Justitia and Prudentia

I had never heard the term, “justice is blind,” or knew the history behind the Roman Goddess, Justitia. I am not sure if this is because I am living under a rock, or because our justice system does not reflect what Justitia stands for. Her blindfold, balance beam, and sword represents a time not affected by racism. In Native Son, we know that the recurring idea of blindness is meant to show, in the end, how blind Bigger has been throughout his life, all the while thinking everyone around him is blind. I think that Wright was trying to show the blind eye everyone turns towards situations they do not understand or do not want to see.  Wright, himself, turning a blind eye towards the violence and the degradation he projects onto his female characters, especially the black female characters. But, in Book Three: Fate, we see the blindness the justice system turns towards Bigger and not in the way that Justitia would want them to. Unfortunately, even with the impassioned words of Max, Bigger had been judged before receiving his sentence. Although he did commit the crimes, and deserves to face punishment for them, the courtroom narrative that he faced is not an uncommon one. The justice system, the media, and society has pushed their unfair narrative onto yet another black man. 

However, in James Baldwin’s “Everybody’s Protest Novel,” he criticizes Native Son and novels deemed “protest” by saying that blindness has gone too far, and the overall acceptance of protest novels are because people believe what happens in them, has nothing to do with us and our society (Baldwin 15). They are doing nothing to help change the struggles of real people in the real world. Baldwin goes on to say that “they are a mirror of our confusion, dishonesty, panic, trapped and immobilized in the sunlit prison of the American dream” (16).

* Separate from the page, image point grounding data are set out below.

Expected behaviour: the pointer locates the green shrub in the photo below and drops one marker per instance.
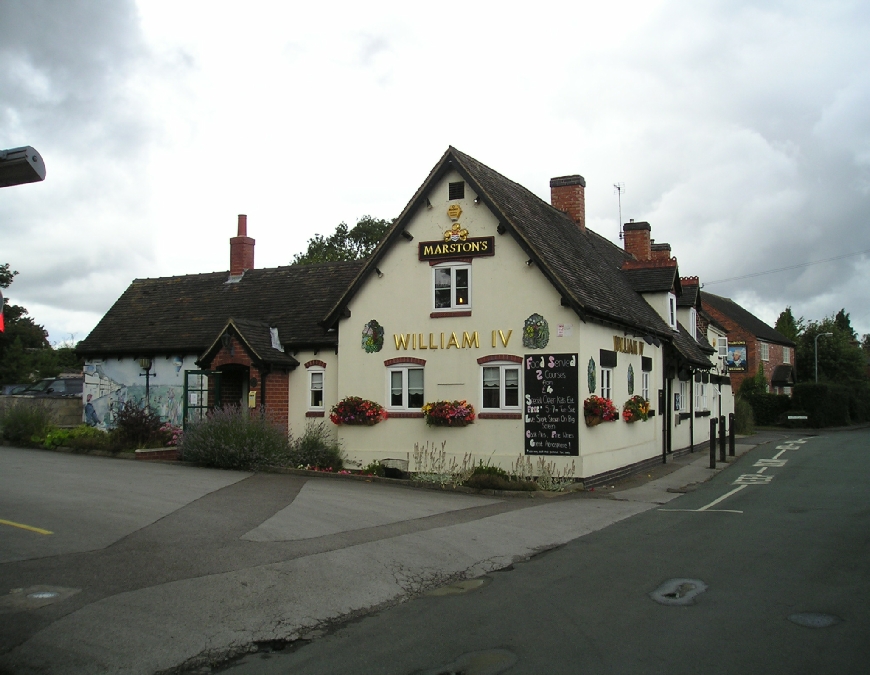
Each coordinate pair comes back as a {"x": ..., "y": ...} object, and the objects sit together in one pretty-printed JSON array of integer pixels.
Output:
[
  {"x": 744, "y": 420},
  {"x": 24, "y": 420},
  {"x": 767, "y": 409},
  {"x": 137, "y": 426},
  {"x": 317, "y": 448},
  {"x": 489, "y": 480},
  {"x": 234, "y": 438}
]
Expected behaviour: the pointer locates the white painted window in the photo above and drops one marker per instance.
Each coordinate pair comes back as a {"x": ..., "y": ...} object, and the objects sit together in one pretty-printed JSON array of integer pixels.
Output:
[
  {"x": 315, "y": 388},
  {"x": 672, "y": 311},
  {"x": 451, "y": 286},
  {"x": 700, "y": 396},
  {"x": 405, "y": 385},
  {"x": 501, "y": 386},
  {"x": 607, "y": 383}
]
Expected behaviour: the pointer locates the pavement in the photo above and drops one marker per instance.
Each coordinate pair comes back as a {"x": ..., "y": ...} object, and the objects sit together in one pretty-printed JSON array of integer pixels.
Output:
[{"x": 194, "y": 577}]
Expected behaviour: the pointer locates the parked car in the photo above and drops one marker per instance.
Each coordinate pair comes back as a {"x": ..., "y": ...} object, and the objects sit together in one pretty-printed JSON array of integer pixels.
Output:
[{"x": 56, "y": 386}]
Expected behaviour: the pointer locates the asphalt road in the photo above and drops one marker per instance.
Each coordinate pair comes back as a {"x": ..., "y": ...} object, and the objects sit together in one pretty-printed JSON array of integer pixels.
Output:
[{"x": 780, "y": 537}]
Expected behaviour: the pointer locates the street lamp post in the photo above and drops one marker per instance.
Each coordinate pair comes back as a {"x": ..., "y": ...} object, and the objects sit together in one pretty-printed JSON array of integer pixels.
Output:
[{"x": 817, "y": 352}]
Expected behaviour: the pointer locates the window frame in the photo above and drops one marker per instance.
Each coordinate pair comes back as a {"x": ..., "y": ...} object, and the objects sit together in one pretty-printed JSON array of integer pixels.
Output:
[
  {"x": 672, "y": 311},
  {"x": 453, "y": 266},
  {"x": 316, "y": 370},
  {"x": 403, "y": 369},
  {"x": 606, "y": 383},
  {"x": 502, "y": 367}
]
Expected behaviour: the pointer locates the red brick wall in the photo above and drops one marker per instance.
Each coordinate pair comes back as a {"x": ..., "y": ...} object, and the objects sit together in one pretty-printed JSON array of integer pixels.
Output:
[
  {"x": 276, "y": 383},
  {"x": 753, "y": 351}
]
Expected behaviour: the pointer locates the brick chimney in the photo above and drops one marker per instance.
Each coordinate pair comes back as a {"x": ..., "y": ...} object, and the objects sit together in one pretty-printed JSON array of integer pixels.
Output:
[
  {"x": 241, "y": 249},
  {"x": 659, "y": 251},
  {"x": 568, "y": 194},
  {"x": 637, "y": 241}
]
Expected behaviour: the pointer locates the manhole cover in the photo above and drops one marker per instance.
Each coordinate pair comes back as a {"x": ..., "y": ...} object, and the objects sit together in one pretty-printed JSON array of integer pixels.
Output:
[
  {"x": 678, "y": 592},
  {"x": 814, "y": 619},
  {"x": 459, "y": 587},
  {"x": 43, "y": 595},
  {"x": 488, "y": 662}
]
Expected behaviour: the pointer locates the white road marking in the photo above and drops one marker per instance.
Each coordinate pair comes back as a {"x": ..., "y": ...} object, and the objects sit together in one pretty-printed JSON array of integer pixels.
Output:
[
  {"x": 752, "y": 479},
  {"x": 770, "y": 462}
]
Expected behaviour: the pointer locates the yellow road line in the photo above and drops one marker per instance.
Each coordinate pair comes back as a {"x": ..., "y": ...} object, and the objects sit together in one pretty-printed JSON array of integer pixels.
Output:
[{"x": 38, "y": 530}]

This makes me think of the moment in the novel when Bigger is illuminated by the sun, while in prison, thinking he understands his blindness, and what he really wants. But, of course he would never get the time to do that. Baldwin’s idea of protest novels being “mirrors” had led me to research another Goddess that is often shown as a pair with Justitia, her name is Prudentia. Prudentia carries a mirror and a snake and is meant to represent the ability to govern and discipline oneself through reason. But, what I believe Baldwin is saying is that instead of holding the mirror on ourselves, we are facing it outwards on a broken society and continue to reflect what we see, even when trying not to.